Argo offends New Zealanders, too
Thirteen minutes into the Oscarwinning movie Argo, CIA agent Tony Mendezasks supervisor Jack O’Donnell what happened to a group of Americans when the U.S. Embassy was stormed in Tehran.
“The six of them went out a back exit,” O’Donnell tells Mendez, played by Ben Affleck. “Brits turned them away. Kiwis turned them away. Canadians took them in.”
That’s the only mention of New Zealand in Argo, but it is rankling Kiwis five months after the movie was released. Even Parliament has expressed its dismay, passing a motion stating that Affleck, who also directed the film, “saw fit to mislead the world about what actually happened.”

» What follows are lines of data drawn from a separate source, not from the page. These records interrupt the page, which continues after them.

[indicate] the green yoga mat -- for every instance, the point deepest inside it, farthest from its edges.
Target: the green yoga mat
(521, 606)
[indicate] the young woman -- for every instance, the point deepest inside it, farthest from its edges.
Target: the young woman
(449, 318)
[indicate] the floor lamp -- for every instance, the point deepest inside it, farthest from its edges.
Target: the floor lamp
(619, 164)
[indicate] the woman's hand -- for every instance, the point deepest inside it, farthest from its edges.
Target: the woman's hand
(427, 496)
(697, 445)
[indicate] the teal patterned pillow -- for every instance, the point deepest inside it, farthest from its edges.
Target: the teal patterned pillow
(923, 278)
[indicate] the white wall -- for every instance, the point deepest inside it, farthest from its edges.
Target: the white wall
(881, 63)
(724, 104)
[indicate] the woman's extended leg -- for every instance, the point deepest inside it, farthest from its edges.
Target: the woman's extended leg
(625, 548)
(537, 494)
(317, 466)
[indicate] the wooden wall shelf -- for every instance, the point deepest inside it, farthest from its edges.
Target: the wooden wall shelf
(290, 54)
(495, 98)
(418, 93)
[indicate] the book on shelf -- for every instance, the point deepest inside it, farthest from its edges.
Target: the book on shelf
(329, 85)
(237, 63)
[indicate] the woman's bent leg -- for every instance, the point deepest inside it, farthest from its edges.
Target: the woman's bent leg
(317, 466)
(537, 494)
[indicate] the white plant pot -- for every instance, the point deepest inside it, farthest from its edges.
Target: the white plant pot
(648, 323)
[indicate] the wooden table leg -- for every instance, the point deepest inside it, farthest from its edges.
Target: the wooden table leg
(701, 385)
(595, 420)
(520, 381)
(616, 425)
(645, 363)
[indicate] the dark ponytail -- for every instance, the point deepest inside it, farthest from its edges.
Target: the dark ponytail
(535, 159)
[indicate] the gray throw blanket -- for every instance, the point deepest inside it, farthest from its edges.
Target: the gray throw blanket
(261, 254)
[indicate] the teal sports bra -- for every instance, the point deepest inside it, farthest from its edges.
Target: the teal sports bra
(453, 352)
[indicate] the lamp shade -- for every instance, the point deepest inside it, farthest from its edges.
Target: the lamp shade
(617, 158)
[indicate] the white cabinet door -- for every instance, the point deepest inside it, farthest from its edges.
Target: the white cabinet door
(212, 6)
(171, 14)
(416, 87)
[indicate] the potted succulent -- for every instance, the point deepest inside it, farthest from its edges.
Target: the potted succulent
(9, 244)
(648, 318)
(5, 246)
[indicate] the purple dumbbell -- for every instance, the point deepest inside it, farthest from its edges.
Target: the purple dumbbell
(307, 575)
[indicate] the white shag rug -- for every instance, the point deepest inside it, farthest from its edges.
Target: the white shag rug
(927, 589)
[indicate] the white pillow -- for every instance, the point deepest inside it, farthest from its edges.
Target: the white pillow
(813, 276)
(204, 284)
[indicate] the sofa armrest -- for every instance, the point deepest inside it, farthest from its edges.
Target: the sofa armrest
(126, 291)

New Zealand joins a list of other countries, including Iran and Canada, that have felt offended by the fictionalized account of how a group of Americans was furtively sheltered and secreted out of Iran during the 1979 Islamic Revolution.
“It’s touched a really raw nerve,” said Steve Matthewman, a sociology professor at the University of Auckland.
The movie’s New Zealand reference may not be totally fair but has an element of truth.
Some in New Zealand have taken those words — “Kiwis turned them away” — as implying the country did nothing to help. Published interviews indicate that diplomats from Britain and New Zealand did help by briefly sheltering the Americans, visiting them and bringing them food, even driving them to the airport when they left.
Yet those interviews also indicate that both countries considered it too risky to shelter the Americans for long. That left the Canadians shouldering the biggest risk by taking them in.